Group of Catalan singer-songwriters

Els Setze Jutges (/ca/, meaning "The Sixteen Judges") was a group of singers in the Catalan language founded in 1961 by Miquel Porter i Moix, Remei Margarit, and Josep Maria Espinàs. The name comes from a well known tongue-twister in the Catalan language: Setze jutges d'un jutjat mengen fetge d'un penjat ("Sixteen judges of a court eat liver off a hangman").
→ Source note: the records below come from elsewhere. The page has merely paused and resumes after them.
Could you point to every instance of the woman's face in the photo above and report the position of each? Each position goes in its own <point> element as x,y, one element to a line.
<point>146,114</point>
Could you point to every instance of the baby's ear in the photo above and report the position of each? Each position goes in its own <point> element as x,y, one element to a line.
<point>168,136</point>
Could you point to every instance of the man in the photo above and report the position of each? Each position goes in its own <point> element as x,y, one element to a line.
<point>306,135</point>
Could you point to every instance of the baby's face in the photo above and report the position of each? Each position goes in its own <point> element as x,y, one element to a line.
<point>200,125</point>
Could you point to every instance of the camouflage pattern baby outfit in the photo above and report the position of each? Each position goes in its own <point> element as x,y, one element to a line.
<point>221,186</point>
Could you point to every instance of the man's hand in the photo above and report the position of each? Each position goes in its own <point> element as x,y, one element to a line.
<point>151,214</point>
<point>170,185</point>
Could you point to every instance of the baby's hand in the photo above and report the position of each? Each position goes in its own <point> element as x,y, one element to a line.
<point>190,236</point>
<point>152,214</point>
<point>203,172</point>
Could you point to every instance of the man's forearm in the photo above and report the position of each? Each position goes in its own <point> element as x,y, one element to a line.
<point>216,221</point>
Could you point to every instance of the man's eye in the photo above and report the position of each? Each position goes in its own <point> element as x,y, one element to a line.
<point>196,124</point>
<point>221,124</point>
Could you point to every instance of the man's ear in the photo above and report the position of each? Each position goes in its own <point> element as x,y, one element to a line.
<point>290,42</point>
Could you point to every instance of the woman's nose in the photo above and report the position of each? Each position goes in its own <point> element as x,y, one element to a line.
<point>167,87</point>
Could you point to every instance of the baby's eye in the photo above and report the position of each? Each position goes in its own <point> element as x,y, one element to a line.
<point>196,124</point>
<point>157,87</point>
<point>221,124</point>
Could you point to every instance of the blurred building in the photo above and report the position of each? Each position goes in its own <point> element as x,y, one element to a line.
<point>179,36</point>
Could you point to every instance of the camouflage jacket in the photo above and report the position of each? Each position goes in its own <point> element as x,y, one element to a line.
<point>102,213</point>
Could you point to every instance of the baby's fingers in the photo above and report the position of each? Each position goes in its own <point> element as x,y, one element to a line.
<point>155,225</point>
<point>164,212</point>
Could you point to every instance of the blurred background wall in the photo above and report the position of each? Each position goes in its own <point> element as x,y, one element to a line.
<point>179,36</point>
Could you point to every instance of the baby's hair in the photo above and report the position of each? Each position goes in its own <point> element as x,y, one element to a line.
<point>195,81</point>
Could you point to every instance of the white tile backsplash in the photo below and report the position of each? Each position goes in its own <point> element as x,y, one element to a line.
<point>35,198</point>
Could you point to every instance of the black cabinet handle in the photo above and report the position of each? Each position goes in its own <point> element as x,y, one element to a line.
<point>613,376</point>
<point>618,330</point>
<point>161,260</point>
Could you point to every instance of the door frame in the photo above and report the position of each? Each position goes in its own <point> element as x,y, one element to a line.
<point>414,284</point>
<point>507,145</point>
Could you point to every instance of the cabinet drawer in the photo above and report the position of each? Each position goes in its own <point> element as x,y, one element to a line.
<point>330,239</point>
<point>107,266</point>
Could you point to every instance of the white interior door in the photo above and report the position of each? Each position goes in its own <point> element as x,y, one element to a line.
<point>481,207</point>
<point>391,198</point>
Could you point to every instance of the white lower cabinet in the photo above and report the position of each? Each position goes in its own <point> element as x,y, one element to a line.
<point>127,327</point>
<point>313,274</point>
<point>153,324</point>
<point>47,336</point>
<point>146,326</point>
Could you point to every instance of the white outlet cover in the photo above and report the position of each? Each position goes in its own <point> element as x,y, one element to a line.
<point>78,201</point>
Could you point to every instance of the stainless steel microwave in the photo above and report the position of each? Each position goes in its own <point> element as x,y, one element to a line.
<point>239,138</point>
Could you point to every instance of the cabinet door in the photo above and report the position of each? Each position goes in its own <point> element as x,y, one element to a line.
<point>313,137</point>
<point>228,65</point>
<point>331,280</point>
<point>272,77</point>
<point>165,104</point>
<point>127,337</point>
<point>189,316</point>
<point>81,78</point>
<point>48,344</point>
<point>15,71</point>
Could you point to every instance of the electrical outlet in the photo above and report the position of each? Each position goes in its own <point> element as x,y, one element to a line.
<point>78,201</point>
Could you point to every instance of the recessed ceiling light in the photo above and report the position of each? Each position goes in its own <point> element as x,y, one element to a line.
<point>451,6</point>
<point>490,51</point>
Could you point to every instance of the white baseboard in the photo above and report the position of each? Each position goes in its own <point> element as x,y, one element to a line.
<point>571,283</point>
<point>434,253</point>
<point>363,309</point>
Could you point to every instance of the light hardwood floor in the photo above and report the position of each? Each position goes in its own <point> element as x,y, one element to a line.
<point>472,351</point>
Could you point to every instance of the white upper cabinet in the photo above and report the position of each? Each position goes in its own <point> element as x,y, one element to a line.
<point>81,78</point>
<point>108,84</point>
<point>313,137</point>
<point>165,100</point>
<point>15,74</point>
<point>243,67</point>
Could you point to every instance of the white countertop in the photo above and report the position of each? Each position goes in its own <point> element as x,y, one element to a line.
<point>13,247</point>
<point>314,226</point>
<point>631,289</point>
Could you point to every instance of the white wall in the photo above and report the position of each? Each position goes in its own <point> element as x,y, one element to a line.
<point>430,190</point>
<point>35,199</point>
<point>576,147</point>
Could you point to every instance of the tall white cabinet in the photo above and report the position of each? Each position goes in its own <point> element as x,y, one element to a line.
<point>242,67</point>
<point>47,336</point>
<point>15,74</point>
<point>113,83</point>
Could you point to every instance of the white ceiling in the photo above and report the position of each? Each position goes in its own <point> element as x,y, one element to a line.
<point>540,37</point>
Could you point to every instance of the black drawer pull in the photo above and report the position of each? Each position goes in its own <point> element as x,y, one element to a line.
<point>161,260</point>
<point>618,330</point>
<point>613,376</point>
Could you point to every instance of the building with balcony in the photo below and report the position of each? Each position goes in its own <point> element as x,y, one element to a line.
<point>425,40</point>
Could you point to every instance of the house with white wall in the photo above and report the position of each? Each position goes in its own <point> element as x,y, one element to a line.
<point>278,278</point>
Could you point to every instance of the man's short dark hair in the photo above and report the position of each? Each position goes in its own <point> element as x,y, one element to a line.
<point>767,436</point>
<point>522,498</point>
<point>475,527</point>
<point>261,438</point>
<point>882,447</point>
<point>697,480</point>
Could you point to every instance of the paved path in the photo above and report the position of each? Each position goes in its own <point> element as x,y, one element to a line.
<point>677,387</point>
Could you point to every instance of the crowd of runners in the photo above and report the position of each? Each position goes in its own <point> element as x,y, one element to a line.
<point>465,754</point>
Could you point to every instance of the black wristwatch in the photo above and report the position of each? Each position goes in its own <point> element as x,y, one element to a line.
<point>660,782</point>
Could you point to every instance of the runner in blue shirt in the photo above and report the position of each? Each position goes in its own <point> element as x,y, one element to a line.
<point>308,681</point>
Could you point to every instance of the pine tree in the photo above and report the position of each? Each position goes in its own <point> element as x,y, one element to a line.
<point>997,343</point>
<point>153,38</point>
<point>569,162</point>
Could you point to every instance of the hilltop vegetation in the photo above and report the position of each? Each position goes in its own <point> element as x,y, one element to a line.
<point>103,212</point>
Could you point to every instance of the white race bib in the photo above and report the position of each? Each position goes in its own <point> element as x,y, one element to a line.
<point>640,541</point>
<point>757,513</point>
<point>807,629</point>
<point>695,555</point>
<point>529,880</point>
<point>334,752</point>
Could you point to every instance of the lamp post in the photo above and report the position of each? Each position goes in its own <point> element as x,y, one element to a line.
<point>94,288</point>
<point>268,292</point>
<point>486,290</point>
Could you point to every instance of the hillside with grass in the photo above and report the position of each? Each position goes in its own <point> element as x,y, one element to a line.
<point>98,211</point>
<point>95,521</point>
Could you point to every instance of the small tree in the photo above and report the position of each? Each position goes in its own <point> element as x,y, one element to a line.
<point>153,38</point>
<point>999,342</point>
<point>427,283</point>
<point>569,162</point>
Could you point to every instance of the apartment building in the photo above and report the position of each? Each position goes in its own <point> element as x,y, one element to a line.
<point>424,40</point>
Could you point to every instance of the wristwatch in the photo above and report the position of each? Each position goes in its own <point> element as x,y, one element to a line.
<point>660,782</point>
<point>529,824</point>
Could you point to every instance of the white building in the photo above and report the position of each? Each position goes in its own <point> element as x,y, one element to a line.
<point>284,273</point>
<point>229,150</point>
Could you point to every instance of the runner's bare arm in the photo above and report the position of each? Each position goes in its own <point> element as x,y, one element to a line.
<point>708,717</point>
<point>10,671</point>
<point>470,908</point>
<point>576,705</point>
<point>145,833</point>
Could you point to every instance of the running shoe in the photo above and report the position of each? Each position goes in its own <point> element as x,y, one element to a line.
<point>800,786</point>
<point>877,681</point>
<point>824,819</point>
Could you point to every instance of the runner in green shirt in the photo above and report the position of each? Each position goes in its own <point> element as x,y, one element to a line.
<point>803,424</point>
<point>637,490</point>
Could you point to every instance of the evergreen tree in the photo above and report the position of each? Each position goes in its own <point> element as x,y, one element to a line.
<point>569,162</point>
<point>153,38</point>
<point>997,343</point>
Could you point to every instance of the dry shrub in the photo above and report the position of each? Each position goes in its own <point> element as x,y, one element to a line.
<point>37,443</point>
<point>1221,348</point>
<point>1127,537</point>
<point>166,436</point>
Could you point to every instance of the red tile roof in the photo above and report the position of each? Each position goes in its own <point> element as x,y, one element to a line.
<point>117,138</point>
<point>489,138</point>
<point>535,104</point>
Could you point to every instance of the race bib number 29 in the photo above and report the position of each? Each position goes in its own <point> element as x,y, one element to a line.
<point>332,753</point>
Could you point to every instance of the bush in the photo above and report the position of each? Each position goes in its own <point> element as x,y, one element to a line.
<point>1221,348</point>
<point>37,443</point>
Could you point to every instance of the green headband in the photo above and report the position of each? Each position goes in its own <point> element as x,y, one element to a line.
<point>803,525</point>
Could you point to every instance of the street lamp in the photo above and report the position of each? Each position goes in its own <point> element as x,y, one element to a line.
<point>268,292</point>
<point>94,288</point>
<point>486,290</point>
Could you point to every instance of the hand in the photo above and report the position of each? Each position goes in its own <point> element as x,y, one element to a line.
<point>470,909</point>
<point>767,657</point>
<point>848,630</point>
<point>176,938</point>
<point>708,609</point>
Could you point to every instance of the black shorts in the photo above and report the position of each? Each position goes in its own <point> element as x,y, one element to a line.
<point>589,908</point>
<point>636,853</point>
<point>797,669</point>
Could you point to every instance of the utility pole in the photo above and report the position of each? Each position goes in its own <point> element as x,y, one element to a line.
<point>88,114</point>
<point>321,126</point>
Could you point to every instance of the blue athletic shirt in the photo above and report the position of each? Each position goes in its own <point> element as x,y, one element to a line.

The mission of the group was to promote the Nova Cançó movement and to normalize the use of Catalan in the world of modern music. They started out singing their own songs and Catalan versions of songs by French singers, especially Georges Brassens. From the original three members, the circle grew to sixteen: Delfí Abella, Francesc Pi de la Serra, Enric Barbat, Xavier Elies, Guillermina Motta, Maria del Carme Girau, Martí Llauradó, Maria Amèlia Pedrerol, Joan Ramon Bonet, Joan Manuel Serrat, Maria del Mar Bonet, Lluís Llach, and Rafael Subirachs.

Els Setze Jutges began to dissolve at the end of the dictatorship and with the progressive professionalization of some of the group's members. With the appearance of professional Catalan-language singers, many of the group's earlier members, such as Miquel Porter i Moix and Josep Maria Espinàs, decided to retire from music. By the time the group ceased to exist in 1968, several of its members – most notably Serrat, but also Llach, Maria del Mar Bonet, Pi de la Serra, Barbat, Motta and Subirachs – had begun to enjoy success as individual musicians.

On 13 April 2007, the group of singers received the Medal of Honor of the Parliament of Catalonia, in recognition of their work in favor of Catalan culture and language during the dictatorship. However, Maria del Mar Bonet used the occasion to criticize the lack of promotion of Catalan-language songs in the media during the three decades since the Spanish transition to democracy, and Guillermina Motta declined to attend the ceremony, objecting that the distinction was awarded too late, when two of the sixteen had already died: Miquel Porter in 2004 and Delfí Abella in February 2007.